Here's the king at the head of his table.....

He's a very happy boy.

Tuesday, November 22, 2011

Miriams Dining Room revealed

O.K., here we go!!!!!!!!
The story continues!!!!!!!!!!
So after the new wood work was installed and Miriam and Ross spackeled the damaged walls, (and I filled the nail holes in the wood, (I am soooo great)). They primed the walls and woodwork.

Then they painted the walls and woodwork!!

At this point the young couple was REALLY releaved that that part of the project was OVER.

We had painted the sideboard.....
Now, the interesting thing about this paint job; is that even though we primed it with kilz, the stain or sap or whatever the @#$ it is, seeped through the primer and gave it an old dirty fabulous finish. It looked really white the first day, just a little old, so I didn't paint a finish coat, just another coat of primer, which I sort of dry brushed on, for a distressed look. Over time it has "aged" into what it looks like today. I added some accent details on the legs and top edge in a darker beige color.

Then I started fabricing the walls!!!!!!!!!!!!!!!!!!!!!!!!!!!!!
RELAX, DON'T WORRY!!!!! I will show how to do this in a post coming your way soooon.
At this point I had a stern talking to, to Miriam.
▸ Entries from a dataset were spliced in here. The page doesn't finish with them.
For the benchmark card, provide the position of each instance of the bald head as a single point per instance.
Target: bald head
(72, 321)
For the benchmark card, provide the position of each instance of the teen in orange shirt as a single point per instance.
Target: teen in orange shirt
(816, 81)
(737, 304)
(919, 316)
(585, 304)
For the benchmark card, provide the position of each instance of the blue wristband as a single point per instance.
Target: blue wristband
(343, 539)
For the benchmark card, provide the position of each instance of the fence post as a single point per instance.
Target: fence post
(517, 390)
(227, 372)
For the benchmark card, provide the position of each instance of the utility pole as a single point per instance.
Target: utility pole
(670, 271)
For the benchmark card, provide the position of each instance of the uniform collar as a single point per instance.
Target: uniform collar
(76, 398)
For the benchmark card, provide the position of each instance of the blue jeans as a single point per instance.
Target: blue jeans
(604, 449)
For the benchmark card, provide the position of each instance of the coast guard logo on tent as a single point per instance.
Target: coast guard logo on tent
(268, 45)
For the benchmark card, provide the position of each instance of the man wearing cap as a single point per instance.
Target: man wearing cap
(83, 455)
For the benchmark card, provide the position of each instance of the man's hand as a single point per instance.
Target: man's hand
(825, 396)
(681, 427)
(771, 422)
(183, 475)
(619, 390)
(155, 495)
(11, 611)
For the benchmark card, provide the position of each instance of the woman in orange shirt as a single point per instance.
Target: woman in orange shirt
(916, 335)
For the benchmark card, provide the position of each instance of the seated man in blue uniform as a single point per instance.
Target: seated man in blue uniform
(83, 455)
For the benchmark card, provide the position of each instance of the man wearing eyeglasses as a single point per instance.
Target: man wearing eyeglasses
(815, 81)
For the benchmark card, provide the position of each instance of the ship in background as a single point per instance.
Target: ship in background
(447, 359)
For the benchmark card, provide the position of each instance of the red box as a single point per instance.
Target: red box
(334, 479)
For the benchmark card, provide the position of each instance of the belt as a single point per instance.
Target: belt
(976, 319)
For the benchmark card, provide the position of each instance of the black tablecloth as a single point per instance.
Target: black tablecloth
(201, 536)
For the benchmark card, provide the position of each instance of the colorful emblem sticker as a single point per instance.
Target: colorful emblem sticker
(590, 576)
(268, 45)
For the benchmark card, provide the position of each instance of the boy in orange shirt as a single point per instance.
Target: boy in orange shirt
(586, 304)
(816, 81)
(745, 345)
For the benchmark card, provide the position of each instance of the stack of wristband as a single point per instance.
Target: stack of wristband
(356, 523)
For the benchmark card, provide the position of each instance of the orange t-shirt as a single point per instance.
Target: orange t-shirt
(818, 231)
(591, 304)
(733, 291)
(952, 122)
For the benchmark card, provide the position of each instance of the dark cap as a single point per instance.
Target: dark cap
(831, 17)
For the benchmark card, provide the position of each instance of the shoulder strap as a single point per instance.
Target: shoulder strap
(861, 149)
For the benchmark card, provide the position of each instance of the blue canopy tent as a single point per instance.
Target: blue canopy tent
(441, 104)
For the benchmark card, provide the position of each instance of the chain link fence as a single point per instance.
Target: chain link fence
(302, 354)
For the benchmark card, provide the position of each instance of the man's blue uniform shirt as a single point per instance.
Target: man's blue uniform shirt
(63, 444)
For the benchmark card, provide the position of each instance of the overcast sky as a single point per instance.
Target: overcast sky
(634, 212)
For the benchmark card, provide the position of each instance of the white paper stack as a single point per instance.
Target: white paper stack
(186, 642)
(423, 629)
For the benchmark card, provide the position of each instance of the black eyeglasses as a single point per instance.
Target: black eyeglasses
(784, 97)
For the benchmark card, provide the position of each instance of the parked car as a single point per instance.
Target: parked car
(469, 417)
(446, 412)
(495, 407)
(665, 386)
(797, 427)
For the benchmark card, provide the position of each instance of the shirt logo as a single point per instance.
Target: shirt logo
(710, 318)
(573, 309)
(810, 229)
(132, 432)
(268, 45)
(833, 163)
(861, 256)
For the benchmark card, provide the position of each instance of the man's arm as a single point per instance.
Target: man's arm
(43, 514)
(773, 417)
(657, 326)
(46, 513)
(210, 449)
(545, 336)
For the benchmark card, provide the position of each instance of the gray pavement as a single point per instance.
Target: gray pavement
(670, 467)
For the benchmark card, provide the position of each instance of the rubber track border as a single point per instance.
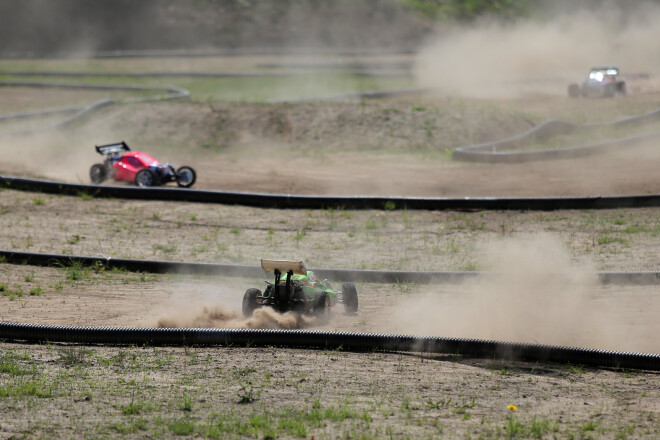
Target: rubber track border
(296, 201)
(361, 342)
(239, 270)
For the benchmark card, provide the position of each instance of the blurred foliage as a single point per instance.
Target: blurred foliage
(469, 9)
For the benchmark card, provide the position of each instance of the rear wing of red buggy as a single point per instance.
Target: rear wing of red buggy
(113, 149)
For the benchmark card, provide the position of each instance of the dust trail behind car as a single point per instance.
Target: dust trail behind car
(489, 59)
(220, 316)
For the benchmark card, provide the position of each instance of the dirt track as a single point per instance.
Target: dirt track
(401, 396)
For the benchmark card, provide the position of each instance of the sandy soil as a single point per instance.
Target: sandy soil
(529, 303)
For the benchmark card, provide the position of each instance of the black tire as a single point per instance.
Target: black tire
(250, 301)
(145, 178)
(621, 88)
(349, 295)
(186, 177)
(98, 173)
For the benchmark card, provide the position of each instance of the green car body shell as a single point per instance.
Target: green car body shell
(312, 286)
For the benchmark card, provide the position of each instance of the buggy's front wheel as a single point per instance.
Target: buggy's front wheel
(145, 178)
(250, 301)
(98, 173)
(185, 177)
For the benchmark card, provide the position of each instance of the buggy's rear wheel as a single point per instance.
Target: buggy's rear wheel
(250, 301)
(98, 173)
(185, 177)
(322, 307)
(349, 296)
(145, 178)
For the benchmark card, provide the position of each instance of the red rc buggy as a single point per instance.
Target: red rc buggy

I said "CLEAN THE @#$ ROOM UP NOW!! BEFORE I BRING IN THE DRAPERIES!!!! So she did.
She and Ross moved everything out of the space, to get it all ready for the big day.
I arrived on Saturday, so excited I could hardly stand myself.
The first thing we did was hang the chandelier, since that would take the most concentration; I wanted to do it before I got so tired I couldn't think.
Ross wasn't so sure about actually touching the wires (I told him to lick them), but he was a great help in the over the head exertion, 'cuz I have rotator cuff issues.
Pearla the wonder dog is helping.
Yayyyy!!! We got it hung up, and it actually works. Miriam and Ross are VERY impressed with Aunt B!!!
I had added some gold detailing to the white paint job.....
And then I had to beat it up for a shabby cool look.
At this point I wanted to get the drapery pole brackets up. I was leaving the adding of the double welt on the walls for last, as that would take the least amount of brain power. The draperies are easy to get up and down, so when I got to the windows with the welting, I could just remove and replace the window treatments. (Who am I kidding? I couldn't wait that long to put up the draperies, so I jumped the gun in the interest of instant gratification, and I got no resistance from the young couple!) Ross was an invaluable help with putting up the @#$ poles as I kept on running into some mysterious barrier in the walls that I couldn't drill past. Boy, nothing beats a guys muscles!!!!

Then I hung the draperies that I sewed with my very own little hands!! I have some tips on making draperies that I will share real soon.